Padres usan "habla cantada": voz aguda, ritmos repetitivos y melódicas exageradas al mecer al bebé, forjando lazos emocionales (Amodeo, 2014). En entornos hostiles, calmaba llantos para evitar depredadores, favoreciendo la supervivencia genética. Estos proto-cantos evolucionaron en música formal, con sensibilidad emocional perdurando en adultos. Universal en culturas, es innato.

La música fortalece lazos sociales

Teorías sociales destacan cómo la música cohesiona grupos, clave para supervivencia ancestral. Actividades musicales liberan endorfinas sincronizadas, generando "estados emocionales compartidos" (Amodeo, 2014).

Estudios muestran que fomenta empatía, identidad comunitaria e integración, estabilizando grupos cooperativos. Hoy, dos factores explican su poder grupal: biología para emociones compartidas (Cross, 2010) y ambigüedad, permitiendo interpretaciones personales ricas.

Beneficios cognitivos de la práctica musical

El entrenamiento musical remodela el cerebro estructural y funcionalmente, mejorando razonamiento espacial, matemáticas y lingüística (Amodeo, 2014).

Paralelos en otras especies

Belugas y aves siguen trayectorias similares: cantan para comunicar o cortejar, pero a veces por placer, con composiciones estéticas regidas por reglas musicales.

Conclusiones

La música, tan natural como la vida, merece prioridad educativa desde la infancia. Estimula sentidos, relaja, emociona y une. Como patrimonio humano supremo, su estudio científico valida su valor perdurable.

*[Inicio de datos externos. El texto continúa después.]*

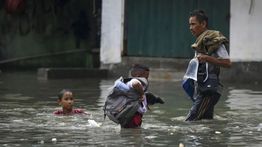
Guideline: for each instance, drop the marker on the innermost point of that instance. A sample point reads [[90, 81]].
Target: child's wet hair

Referencias bibliográficas:

  • Amodeo, M.R. (2014). Origen de la Música como un Rasgo Adaptativo en el Humano. Revista Argentina de Ciencias del Comportamiento, 6(1), 49-59.
  • Cross, I. (2010). La música en la cultura y la evolución. Epistemus, 1(1), 9-19.
  • Fritz, T., Jentschke, S., Gosselin, N., Sammler, D., Peretz, I., Turner, R., Friederici, A. & Koelsch, S. (2009). Universal recognition of three basic emotions in music. Current biology, 19(7), 573-576.
  • Mithen, S.J. (2005). The singing Neanderthals: The origins of music, language, mind and body. Cambridge: Harvard University Press.